• Land remediation relief

Land remediation relief

When can land remediation relief be claimed?

Land remediation relief (LRR) can provide tax relief in all commercial property sectors where companies are subject to corporation tax. Unlike capital allowances, LRR is available to property investors and developers alike.

The types of relief are as follows:

  • Owner occupier / investor rate - 150%
  • Developer rate - 50%
  • For loss making companies a tax credit (cash in hand) can be claimed – 24%

Qualifying costs include the remediation of contaminated land, removal of asbestos from buildings, breaking-out buried structures and the treatment of harmful organisms and naturally occurring contaminants such as Japanese Knotweed, radon and arsenic.

Relief can be available on developments, regeneration projects, fit-outs and refurbishments.

The time limit for retrospective claims is up to 3 years.

 

Benefits

LRR can provide tangible cash savings, in particular where the 150% owner occupier / investor rate (for UK companies only) is claimed.

LRR is often not maximised, as it must be actively claimed. If the savings are factored into appraisals at bid stage, prospective bidders may be able to enhance their bid accordingly.

 

Other conditions

Where property is held as an asset, such as a retail portfolio, the full 150% must be claimed in the year in which the expenditure was incurred. In cash terms this equates to a 30% saving (assuming 20% corporation tax) on all expenditure claimed on LRR.

Where property is traded (eg by developers) a 50% benefit is realised, as all construction expenditure (100%) is fully written off to the profit and loss account, enabling the excess over 50% to be claimed. The excess over 50% LRR is only available to claim on disposal of the property.
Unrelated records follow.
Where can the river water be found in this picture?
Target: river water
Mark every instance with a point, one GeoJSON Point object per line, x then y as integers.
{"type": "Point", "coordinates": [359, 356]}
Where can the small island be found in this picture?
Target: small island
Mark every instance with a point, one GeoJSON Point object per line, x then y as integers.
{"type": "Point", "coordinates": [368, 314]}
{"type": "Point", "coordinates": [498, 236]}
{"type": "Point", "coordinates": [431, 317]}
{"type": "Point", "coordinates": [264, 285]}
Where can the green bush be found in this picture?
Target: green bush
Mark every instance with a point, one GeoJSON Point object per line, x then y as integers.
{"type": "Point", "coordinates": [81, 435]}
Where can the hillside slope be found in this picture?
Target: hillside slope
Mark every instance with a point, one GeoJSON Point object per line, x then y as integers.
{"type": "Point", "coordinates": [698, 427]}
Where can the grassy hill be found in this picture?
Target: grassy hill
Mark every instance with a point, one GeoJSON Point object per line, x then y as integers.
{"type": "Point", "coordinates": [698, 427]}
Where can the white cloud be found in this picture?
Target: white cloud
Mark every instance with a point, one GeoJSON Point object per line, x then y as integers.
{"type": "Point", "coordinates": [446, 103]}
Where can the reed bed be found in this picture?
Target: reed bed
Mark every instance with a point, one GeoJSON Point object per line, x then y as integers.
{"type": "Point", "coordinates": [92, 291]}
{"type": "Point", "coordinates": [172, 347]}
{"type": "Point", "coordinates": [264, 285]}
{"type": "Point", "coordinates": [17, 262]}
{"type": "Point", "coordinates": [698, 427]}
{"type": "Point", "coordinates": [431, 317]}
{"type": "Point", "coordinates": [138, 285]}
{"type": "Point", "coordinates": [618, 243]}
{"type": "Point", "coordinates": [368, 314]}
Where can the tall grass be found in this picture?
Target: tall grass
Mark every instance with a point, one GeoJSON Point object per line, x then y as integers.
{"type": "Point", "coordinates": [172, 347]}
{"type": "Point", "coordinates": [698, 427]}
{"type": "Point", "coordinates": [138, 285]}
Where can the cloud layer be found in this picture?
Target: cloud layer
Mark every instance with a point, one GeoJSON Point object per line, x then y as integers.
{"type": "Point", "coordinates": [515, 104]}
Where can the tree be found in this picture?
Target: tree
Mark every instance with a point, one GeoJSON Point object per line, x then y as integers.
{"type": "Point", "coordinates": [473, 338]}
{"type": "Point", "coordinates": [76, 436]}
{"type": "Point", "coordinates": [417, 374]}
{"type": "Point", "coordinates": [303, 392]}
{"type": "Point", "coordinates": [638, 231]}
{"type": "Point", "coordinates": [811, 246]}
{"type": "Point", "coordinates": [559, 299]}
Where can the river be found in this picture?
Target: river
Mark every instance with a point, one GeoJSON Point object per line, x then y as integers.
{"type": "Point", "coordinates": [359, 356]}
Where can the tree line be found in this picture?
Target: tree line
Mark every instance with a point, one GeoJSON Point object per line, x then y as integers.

In cash terms this equates to a 10% saving (assuming 20% corporation tax) on all expenditure claimed on LRR.

The only restrictions are that a company is not entitled to claim where any of the following applies:

  • the land is in a contaminated state due to the claimant company
  • the claimant company does not have a ‘major interest’ (freehold or a minimum lease of 7 years)
  • the expenditure has been subsidised, for example by grant funding
  • the acquisition cost of the land was specifically discounted in order to account for the cost of remediation works and stated as such in the purchase agreement.

 

Derelict Land Relief

Derelict land relief was introduced by Finance Act 2009, to encourage abandoned sites to be brought back into productive use. To qualify, a site must be listed on the English National Land Use Database as being derelict since 1998, or have been derelict for 10 years. For qualifying sites, generous relief is available on demolishing and preparing the site for redevelopment.

 

Land Remediation/Derelict Land Tax Credit

If a UK company makes a loss for an accounting period in which it incurs expenditure on remediating contaminated or derelict land, it may elect to receive a payable credit from HMRC. The amount of tax credit which can be claimed is 16% of the qualifying LRR for the accounting period the claim relates to. For both investors and developers, the cash return is equivalent to 24% of the expenditure incurred (16% x 150%).

 

Completed developments

Retrospective claims are available on expenditure incurred within two years from the year end within which the expenditure was incurred.